E allora sarà questa la nuova rivoluzione del Revenue Management? O forse troveremo altri indici per avere dei dati ancora più precisi sui ricavi netti del nostro hotel. Sta di fatto che l’industria alberghiera, come altri settori, negli ultimi anni sta subendo una vera e propria rivoluzione e dovrà continuare ad adeguarsi alle nuove tendenze e ai nuovi mutamenti.
L’obiettivo del Revenue, comunque, rimane sempre lo stesso: l’ottimizzazione dei profitti.
Ciao Maria Teresa,
Adoro questo settore perchè è un vulcano che erutta continuamente novità. Ancora ricordo quando il Revpar era intoccabile!
In
effetti il report dell’HAMA non fa una piega. il RevPar è un valore
troppo limitativo per definirlo un “indice di salute” di una struttura
ricettiva.
Mi è capitato di recente di riscontrare lo stesso problema che racconti nell’articolo in un hotel qui su Roma.

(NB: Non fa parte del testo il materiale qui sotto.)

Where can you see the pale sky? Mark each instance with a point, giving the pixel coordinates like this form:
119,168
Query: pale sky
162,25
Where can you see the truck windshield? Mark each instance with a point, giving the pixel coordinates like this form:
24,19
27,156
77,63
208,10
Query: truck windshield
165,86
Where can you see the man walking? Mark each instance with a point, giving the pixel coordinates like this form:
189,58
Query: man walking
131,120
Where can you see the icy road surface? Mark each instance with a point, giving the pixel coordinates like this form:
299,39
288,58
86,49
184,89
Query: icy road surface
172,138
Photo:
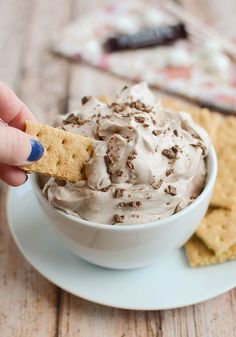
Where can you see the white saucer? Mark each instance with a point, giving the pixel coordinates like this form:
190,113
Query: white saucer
170,283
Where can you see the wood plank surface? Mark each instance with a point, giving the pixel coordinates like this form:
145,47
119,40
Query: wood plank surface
29,304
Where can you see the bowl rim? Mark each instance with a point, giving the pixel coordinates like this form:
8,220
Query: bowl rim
211,177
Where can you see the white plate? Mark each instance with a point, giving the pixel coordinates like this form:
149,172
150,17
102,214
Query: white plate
170,283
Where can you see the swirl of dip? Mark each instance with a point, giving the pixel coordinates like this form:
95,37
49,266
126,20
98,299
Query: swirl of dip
148,162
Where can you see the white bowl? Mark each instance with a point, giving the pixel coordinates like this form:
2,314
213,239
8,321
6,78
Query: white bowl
129,246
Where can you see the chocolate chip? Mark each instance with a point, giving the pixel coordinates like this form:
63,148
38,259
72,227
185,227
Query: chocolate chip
130,164
72,119
171,190
169,153
169,172
118,218
85,99
201,146
157,184
140,119
132,204
119,173
156,132
118,193
104,189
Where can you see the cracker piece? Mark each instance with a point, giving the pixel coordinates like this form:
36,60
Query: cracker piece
226,135
218,230
210,121
104,99
65,153
225,188
199,255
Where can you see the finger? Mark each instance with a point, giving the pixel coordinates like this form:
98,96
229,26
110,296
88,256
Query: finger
12,175
17,148
12,110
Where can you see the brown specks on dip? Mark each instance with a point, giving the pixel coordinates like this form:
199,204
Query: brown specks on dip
156,132
172,152
119,173
169,172
118,193
85,99
201,146
157,184
118,218
72,119
131,204
169,153
171,190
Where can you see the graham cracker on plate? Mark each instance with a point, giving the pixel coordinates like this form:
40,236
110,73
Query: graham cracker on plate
210,121
218,230
199,255
64,155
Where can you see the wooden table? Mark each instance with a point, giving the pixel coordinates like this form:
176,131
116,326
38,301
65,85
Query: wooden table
30,306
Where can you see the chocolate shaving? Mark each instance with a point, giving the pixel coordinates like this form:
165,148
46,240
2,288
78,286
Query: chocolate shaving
133,155
104,189
140,106
157,184
118,218
171,190
85,99
130,164
172,152
132,204
169,172
72,119
119,173
201,146
139,119
169,153
177,149
156,132
118,193
108,160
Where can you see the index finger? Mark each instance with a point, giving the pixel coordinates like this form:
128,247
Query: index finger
12,110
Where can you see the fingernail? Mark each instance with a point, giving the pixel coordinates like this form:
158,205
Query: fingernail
26,178
37,150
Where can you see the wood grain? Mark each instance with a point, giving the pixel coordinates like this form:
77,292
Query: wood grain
29,304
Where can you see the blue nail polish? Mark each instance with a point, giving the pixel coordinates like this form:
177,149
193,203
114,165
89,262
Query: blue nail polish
37,150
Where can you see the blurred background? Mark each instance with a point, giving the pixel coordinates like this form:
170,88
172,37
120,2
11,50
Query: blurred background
49,83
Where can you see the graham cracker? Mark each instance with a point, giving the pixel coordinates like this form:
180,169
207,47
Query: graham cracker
218,230
199,255
210,121
225,188
64,155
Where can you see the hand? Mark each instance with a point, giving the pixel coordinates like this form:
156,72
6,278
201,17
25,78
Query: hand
16,147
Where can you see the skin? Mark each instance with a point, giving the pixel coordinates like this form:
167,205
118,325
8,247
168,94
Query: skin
15,144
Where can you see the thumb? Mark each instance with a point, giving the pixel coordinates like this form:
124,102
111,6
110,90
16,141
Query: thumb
18,148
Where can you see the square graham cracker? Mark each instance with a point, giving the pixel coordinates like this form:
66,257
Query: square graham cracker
218,230
65,153
199,255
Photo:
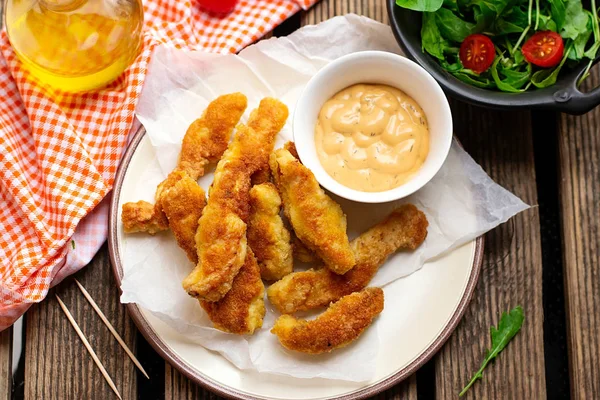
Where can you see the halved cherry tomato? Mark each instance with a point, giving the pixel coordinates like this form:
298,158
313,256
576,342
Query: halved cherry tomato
477,53
544,49
218,6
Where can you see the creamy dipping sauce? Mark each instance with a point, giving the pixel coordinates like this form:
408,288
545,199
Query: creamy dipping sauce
371,138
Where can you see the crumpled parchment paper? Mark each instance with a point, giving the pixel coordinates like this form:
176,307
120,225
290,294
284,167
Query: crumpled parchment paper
461,202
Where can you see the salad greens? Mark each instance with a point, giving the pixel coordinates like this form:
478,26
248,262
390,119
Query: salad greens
509,24
509,325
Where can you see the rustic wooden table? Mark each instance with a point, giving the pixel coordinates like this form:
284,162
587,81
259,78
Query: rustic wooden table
545,259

Felici di un aumento costante del revenue improvvissamente ci si è accorti di un importante calo di profitto.
Credo
si pensi troppo banalmente che il successo di una struttura ricettiva
dipenda esclusivamente da un solo comandamento: vendere. Più vendo, più
guadagno. Ah se vivesse ancora mio nonno! Ci direbbe saggiamente che il
vero guadagno sta nel risparmio!
Nell’epoca in cui tutti sono
esperti di marketing ci si dimentica frequentemente che revenue e costi
non si possono scindere, camminano di pari passo e dal loro intreccio
nasce un indice sicuramente più attendibile e anche sicuramente
migliorabile.
Come Francesco ha individuato un punto interessante
da approfondire, anche io vorrei mettere un po’ di carne sul fuoco. La
butto lì…
Appurato che vendite e costi vanno a braccetto, qual è
elemento che unisce questi due processi? Credo che un dato importante
stia li.
Personalmente e in base alle mie esperienza, nel mezzo
ci sta ‘elemento umano. Le persone. La loro relazione. Da un lato chi
viaggia e dall’altro chi accoglie. Non voglio essere troppo filosofico
neanche io, ma credo che qui è da ricercare un tassello importante, a
mio avviso fondamentale. AirBnb ce lo sta insegnando con il suo
successo. Un’indice che indica il valore della relazione tra due parti
diventa trasversale ai due processi indicati sopra. Questo valore genera
a livello aziendale i flussi economici.
No people, no money!
Mi
spiego. Mentre costi e revenue misurano la temperatura “corporea”,
un’indice relazionale indicherebbe l’umore, la felicità. E per non
essere troppo olistico, come un corpo umano anche un hotel è composto si
da materia (camere, soldi, entrate e uscite) ma anche da emozioni. Le
emozioni dello staff e dell’ospite possono far guarire ed ammallare
un’azienda.
Per chiudere un hotel è in salute quando oltre a
esserci un rapporto tra costi e vendite in positivo, vi è un altro
rapporto parallelo tra le persone altrettanto positivo che genera
valore. Il valore genera successo, umano e quindi economico.
Ciao Danilo,
che dire! Sono perfettamente d’accordo con te su questo punto. Da quando sono entrata nel mondo dell’hospitality, lavorando sul fronte diretto, quindi in hotel, a stretto contatto con i clienti, ho sempre sostenuto che il vero valore aggiunto sia proprio il rapporto con i clienti e l’offrire un’esperienza di soggiorno unica e memorabile. E, questo, l’ho evidenziato anche in miei precedenti articoli. Il termine, infatti, ospitalità, in origine, significa mettere a proprio agio il proprio ospite e prendersi cura del suo benessere e della sua serenità. Questo aspetto, però, spesso viene trascurato perché ci si concentra solo sul profitto, e dunque a riempire camere, vendere servizi aggiuntivi, senza curarsi del valore umano. Esistono diversi modi di vendere e la bravura di un venditore consiste, a mio avviso, nel riuscire a comprendere le necessità del proprio interlocutore, le sue emozioni e le sue intenzioni. Invece, come spesso avviene, tutti i clienti vengono trattati allo stesso modo e questo è un danno per l’hotel a livello di reputazione e, di conseguenza, di profitti.
Pertanto condivido la tua opinione e spero che oltre ai vari indici di performance che possono essere forniti anche da software, non si tralasci mai l’aspetto umano.